Presentación del Museo Migrante en el Festival por la Transparencia y el Derecho a Sabre, Chenalhó, Chiapas (septiembre 2016). Foto: Rodrigo Barraza García.
Es así como mi lucha de justicia social e inclusión ya no es solo hacía afuera – contra los gobiernos y sus políticas – sino también hacía dentro del movimiento. Ante el contexto político de la región y los niveles de exclusiones que he enfrentado con mis hermanos y hermanas en la lucha, tuve que buscar un camino alternativo donde voces como la mía no pudieran ser cooptadas o ignoradas. Ya era hora de empezar un esfuerzo propio, de impulsar proyectos de migrantes para migrantes.
Ahora regreso a Tijuana, fortalecida después de un par de años de desgaste emocional crónico agravado por las batallas internas que no había anticipado enfrentar en esta lucha. En el sur, pude aprender desde otra manera de mirar y pensar, una que se diseña desde la horizontalidad de colaboración que no había visto en la práctica, aterrizada a partir de metodologías participativas. El crear espacios donde el migrante es el experto de la migración, el protagonista principal en todos los procesos y los trabajos organizativos y no solo un sujeto de estudio al quién se les extrae datos o testimonios.
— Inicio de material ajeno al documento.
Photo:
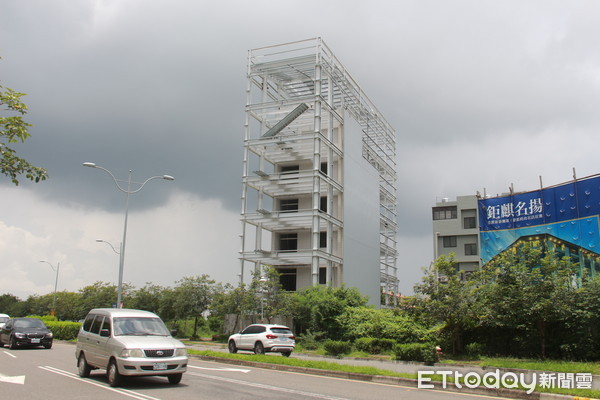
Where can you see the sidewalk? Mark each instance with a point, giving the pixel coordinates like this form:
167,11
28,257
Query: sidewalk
410,368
Este es el trabajo en el que llegué a integrarme durante mi estancia en Chiapas con Voces Mesoamericanas, Acción con Pueblos Migrantes A.C. Fue alentador conocer y colaborar con una organización que busca la auto-organización de las propias comunidades migrantes para que puedan convertirse en sujetos políticos y tener la capacidad de ejercer sus derechos. En mi opinión, este debería de ser el objetivo principal de las organizaciones que buscan la protección de los derechos de las y los migrantes. Pero la realidad es que no es común que las personas migrantes tengan el espacio de participación para influir en la agenda de trabajo o procesos incidencia de las organizaciones civiles en México. Los tecnócratas y expertos en políticas públicas dentro de sociedad civil le dan poca importancia o prioridad. Llegué a concluir que esta es la razón por la cual hay un desconecte con la misma población que buscan proteger.
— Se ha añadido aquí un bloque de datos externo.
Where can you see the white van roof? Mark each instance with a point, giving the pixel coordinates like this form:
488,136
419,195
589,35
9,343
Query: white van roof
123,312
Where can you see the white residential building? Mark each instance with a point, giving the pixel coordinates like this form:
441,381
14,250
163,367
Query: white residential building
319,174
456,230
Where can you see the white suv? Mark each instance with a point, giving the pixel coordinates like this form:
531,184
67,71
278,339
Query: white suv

Ahora regreso a Tijuana, fortalecida después de un par de años de desgaste emocional crónico agravado por las batallas internas que no había anticipado enfrentar en esta lucha. En el sur, pude aprender desde otra manera de mirar y pensar, una que se diseña desde la horizontalidad de colaboración que no había visto en la práctica, aterrizada a partir de metodologías participativas. El crear espacios donde el migrante es el experto de la migración, el protagonista principal en todos los procesos y los trabajos organizativos y no solo un sujeto de estudio al quién se les extrae datos o testimonios.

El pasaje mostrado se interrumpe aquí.